The morning light hurts your eyes. You cannot bear the thought of another existence away from your love, and so you keep your eyes shut. The pain of the last few months throbs under your skin, present but not overwhelming. It's odd. Usually you can remember your past lives with perfect objectivity. But this morning you feel the pain of your father's death, the hatred you still feel for the suitor, and the love for your new husband. Somebody moves against you, and you open your eyes grudgingly.
It is your love from this cycle. Relief floods your being. Finally, an end has come to this tale. It is a tale older than time itself. You should know. You lived all of them.

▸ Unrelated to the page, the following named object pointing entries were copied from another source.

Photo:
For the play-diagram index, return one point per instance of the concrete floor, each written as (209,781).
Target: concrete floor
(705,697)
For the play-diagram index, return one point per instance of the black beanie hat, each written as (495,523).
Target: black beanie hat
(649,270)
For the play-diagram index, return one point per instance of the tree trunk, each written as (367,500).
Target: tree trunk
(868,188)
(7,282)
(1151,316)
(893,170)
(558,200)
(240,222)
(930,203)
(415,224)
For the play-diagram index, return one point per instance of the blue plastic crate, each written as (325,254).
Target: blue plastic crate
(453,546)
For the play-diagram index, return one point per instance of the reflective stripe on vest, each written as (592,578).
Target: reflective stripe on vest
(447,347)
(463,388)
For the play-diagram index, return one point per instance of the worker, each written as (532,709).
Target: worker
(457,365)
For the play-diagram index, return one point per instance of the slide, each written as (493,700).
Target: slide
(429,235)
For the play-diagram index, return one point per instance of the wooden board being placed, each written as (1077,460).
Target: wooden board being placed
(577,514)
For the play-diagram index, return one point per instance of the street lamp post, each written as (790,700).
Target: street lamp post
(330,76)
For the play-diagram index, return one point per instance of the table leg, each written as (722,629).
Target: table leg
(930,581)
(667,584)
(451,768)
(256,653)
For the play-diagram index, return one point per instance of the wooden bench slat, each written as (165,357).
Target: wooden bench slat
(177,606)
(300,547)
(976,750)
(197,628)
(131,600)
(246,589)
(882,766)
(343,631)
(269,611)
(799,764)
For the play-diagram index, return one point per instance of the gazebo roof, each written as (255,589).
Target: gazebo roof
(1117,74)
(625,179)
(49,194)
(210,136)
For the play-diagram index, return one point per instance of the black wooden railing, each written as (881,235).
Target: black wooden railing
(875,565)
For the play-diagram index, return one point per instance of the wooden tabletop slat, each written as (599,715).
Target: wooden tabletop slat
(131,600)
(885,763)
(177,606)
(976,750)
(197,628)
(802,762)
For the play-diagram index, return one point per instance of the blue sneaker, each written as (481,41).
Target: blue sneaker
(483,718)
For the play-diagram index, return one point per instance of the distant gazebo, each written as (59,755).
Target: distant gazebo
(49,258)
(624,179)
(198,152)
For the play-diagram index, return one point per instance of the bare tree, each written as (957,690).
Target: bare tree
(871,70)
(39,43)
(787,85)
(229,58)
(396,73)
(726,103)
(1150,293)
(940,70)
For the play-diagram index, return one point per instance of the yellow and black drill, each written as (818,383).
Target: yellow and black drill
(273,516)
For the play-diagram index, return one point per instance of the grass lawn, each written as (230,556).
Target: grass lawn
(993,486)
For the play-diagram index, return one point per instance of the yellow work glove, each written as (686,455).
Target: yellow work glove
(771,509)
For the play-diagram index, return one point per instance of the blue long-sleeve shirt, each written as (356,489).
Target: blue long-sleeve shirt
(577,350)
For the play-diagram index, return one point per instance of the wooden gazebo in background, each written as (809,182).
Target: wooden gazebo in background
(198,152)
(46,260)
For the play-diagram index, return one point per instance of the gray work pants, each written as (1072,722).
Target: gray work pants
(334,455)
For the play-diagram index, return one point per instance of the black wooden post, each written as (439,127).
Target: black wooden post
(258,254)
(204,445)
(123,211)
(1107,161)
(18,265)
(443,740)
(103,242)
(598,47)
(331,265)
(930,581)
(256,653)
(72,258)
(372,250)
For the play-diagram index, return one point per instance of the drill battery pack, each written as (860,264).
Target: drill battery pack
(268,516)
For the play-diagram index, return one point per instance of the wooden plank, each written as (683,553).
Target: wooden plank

A/N: This was typed out in about an hour, but it popped into my head and just had to be released. In order, the Beauty and the Beast retellings are:
Cupid and Psyche, the Ancient Greek version involving their gods and goddesses
East of the Sun and West of the Moon, a Norwegian version where the prince is a polar bear and Beauty has to save him from the troll princess. This was made into a novel, 'East' by Edith Pattou, which I highly recommend as it is absolutely a delight to read
The Leprince de Beaumont version.
Panna a Netvor, a Czech film version from 1978 which I haven't seen, but I have heard great things about it, so check that out too
Beauty and the Beast, the 1946 Jean Cocteau version.
And finally, Disney's Beauty and the Beast, which I . . . ahem . . . altered a little.